Oliver levantou o pescoço o máximo que pôde, desviando o olhar, recusando-se a encarar os olhos frios de Danger Oliver. Ele sentia o gosto do couro e do metal, a humilhação queimando mais do que o líquido de antes.
— Assim está melhor — Danger comentou, passando a mão pelo rabo de cavalo de Oliver, puxando-o levemente para forçá-lo a olhar para cima. — Você fica mais bonito em silêncio.
Oliver emitiu um som abafado, um rosnado de protesto que morreu na mordaça. Ele estava no seu limite. O estresse, a dor e a confusão mental o estavam levando ao colapso.

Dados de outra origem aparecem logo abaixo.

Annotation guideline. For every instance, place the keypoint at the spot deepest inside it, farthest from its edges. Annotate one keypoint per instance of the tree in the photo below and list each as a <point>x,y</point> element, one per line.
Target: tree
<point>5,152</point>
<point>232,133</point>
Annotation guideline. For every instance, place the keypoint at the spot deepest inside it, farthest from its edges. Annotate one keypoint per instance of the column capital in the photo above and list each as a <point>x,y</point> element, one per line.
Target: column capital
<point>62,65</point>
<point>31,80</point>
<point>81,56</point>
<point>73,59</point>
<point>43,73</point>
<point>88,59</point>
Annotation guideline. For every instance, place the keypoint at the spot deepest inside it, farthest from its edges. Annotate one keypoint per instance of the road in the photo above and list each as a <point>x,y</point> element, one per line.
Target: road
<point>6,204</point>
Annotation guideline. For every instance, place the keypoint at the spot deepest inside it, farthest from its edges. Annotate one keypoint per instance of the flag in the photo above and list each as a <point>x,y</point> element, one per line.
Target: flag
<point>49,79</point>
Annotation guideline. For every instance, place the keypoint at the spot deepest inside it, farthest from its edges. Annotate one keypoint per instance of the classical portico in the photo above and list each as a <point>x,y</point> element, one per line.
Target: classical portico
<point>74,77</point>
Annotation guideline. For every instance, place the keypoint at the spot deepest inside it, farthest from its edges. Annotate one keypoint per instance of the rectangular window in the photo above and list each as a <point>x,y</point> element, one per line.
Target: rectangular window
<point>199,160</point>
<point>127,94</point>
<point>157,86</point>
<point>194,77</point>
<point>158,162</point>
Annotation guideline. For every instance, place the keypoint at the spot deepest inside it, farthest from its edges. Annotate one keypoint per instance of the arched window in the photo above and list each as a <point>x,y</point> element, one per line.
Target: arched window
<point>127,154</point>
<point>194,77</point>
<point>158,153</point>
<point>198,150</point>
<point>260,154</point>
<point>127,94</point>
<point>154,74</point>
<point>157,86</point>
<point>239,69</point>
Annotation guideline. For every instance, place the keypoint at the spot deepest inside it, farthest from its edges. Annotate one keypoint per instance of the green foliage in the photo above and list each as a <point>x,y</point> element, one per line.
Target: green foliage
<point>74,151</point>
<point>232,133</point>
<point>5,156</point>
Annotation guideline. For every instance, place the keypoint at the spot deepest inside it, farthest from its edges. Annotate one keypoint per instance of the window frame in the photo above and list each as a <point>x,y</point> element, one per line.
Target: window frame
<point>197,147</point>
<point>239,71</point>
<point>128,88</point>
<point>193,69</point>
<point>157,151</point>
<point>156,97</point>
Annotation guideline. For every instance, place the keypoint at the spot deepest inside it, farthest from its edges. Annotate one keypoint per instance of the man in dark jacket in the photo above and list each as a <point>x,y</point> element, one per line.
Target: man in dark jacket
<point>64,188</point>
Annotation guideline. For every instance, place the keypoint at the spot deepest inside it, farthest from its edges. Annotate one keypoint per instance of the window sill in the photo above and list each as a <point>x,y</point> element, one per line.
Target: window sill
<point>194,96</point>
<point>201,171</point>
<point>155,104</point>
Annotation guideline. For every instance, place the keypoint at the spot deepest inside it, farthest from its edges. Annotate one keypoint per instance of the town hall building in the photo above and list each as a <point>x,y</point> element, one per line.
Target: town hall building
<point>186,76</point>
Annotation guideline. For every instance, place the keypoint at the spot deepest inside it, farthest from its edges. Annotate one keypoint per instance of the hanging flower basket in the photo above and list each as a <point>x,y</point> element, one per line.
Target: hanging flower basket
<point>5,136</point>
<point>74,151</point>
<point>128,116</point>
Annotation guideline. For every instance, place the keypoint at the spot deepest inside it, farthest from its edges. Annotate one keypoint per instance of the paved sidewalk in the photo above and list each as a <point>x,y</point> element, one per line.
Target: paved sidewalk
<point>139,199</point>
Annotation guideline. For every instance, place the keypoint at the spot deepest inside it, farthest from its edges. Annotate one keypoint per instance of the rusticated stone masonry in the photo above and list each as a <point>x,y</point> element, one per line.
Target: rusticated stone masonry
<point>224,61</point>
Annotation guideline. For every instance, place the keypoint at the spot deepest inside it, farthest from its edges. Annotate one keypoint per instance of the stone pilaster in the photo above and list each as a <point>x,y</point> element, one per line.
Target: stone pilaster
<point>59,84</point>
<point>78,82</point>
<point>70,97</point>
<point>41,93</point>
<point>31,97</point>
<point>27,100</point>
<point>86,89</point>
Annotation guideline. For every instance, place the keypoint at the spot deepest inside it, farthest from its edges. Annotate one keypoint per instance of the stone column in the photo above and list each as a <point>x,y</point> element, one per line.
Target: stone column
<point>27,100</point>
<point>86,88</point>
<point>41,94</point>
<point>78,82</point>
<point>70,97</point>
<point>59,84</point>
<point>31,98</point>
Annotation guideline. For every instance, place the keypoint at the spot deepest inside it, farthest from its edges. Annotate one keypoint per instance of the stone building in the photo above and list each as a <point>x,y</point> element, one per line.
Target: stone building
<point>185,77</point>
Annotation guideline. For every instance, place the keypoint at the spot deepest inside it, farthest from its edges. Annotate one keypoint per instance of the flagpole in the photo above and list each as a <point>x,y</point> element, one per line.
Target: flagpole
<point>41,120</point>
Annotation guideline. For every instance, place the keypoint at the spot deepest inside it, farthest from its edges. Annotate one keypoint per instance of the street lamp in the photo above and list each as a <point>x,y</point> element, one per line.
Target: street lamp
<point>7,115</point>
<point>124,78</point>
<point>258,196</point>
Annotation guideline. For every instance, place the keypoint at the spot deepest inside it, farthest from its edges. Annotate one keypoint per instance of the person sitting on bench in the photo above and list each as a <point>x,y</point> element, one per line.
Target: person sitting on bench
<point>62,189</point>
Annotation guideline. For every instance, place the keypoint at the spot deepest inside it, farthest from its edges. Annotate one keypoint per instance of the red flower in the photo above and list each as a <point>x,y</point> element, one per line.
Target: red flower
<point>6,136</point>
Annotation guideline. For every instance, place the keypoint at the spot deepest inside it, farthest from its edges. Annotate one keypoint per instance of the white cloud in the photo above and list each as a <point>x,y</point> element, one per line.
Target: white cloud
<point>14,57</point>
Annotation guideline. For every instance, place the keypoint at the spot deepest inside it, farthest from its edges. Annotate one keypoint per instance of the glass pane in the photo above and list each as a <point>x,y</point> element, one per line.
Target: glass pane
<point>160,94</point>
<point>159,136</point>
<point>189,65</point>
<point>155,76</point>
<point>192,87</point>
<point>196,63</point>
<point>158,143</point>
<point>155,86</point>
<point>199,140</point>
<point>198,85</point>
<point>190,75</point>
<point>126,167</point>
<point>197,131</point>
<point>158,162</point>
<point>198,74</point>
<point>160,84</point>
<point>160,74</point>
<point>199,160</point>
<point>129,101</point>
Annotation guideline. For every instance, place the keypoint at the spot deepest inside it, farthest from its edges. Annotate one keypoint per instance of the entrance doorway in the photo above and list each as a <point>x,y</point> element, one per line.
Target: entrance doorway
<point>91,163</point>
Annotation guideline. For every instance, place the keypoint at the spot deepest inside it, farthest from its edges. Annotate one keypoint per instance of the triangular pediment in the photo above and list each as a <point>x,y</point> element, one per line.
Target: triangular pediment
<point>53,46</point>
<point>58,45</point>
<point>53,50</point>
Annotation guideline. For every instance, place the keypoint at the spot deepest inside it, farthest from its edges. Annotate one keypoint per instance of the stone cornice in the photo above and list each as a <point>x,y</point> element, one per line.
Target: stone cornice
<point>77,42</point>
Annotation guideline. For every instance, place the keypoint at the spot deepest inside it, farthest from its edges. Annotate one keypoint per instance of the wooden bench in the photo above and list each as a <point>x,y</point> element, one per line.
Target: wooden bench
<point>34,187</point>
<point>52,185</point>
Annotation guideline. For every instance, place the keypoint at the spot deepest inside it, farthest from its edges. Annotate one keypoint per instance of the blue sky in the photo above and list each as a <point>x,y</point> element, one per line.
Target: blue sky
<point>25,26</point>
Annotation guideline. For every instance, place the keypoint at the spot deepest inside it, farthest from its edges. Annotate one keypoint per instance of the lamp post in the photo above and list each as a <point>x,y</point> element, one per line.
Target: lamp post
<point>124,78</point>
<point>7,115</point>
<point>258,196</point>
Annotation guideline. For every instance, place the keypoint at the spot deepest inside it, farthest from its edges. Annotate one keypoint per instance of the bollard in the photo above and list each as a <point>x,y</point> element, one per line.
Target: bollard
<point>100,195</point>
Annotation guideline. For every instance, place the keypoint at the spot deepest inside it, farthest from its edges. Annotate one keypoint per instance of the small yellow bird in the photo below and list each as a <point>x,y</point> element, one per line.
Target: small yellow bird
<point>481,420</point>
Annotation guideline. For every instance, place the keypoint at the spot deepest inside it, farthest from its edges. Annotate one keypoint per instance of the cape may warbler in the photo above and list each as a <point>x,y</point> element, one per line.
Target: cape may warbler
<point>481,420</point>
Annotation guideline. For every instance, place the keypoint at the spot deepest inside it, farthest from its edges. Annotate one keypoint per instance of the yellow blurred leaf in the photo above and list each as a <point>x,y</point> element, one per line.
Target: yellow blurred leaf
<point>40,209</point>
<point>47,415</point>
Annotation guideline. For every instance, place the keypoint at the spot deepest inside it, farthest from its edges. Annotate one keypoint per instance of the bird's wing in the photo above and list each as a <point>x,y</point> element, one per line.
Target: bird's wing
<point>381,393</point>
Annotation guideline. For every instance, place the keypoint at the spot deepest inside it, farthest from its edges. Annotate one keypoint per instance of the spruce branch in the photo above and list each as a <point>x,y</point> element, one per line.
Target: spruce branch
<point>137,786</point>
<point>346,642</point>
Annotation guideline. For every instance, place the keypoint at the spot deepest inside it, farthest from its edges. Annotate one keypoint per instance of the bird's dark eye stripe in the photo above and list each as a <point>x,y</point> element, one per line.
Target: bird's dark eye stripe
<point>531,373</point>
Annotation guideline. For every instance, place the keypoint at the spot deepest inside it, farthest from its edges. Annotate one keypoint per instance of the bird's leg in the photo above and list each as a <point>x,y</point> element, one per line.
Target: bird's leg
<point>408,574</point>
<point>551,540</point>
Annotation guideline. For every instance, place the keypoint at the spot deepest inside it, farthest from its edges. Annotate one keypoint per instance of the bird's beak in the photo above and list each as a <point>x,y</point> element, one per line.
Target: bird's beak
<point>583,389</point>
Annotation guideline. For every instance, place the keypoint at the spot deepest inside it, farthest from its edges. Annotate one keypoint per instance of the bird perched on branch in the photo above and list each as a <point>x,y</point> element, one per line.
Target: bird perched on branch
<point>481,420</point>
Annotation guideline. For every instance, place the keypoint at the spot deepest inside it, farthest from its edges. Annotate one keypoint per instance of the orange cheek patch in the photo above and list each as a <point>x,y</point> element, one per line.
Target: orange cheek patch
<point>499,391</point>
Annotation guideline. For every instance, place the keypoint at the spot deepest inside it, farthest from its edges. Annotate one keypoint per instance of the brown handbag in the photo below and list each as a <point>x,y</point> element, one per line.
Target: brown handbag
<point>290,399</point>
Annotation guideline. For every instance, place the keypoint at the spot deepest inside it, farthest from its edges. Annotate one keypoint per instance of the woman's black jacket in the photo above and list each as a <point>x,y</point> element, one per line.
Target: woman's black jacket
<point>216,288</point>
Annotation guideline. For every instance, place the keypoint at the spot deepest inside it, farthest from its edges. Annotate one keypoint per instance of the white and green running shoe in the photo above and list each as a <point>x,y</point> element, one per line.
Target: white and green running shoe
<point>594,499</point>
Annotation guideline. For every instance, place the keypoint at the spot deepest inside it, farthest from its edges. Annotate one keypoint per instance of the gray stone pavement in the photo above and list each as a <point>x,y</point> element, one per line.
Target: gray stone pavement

Danger Oliver então pegou uma coberta pesada e escura. Com movimentos deliberados, ele começou a envolver o corpo de Oliver, apertando o tecido sobre as cordas e as algemas, criando uma espécie de casulo que restringia ainda mais qualquer movimento. Para finalizar, ele pegou um pano largo e o amarrou firmemente por cima da mordaça de couro, abafando completamente qualquer som que Oliver tentasse emitir.
Agora, Oliver era apenas um volume sob a coberta, preso, amordaçado e completamente à mercê de sua versão sombria.
— Mmmph! Mmmmmmph! — Oliver se debatia, o som saindo como murmúrios irritados e desesperados por baixo das camadas de pano.
Seus olhos, no entanto, permaneciam fixos no teto escuro. Por dentro, ele gritava os nomes de Zip e Edward, esperava que Alice sentisse que algo estava errado, que ela derrubasse as paredes daquela escola para encontrá-lo. Mas, enquanto Danger Oliver se afastava para as sombras, deixando-o na escuridão total novamente, Oliver percebeu que, pela primeira vez na vida, a prova que ele tinha que enfrentar não tinha respostas no verso da folha.
Ele estava preso em seu próprio pesadelo, e o "A+" em seu cabelo nunca pareceu tão pesado.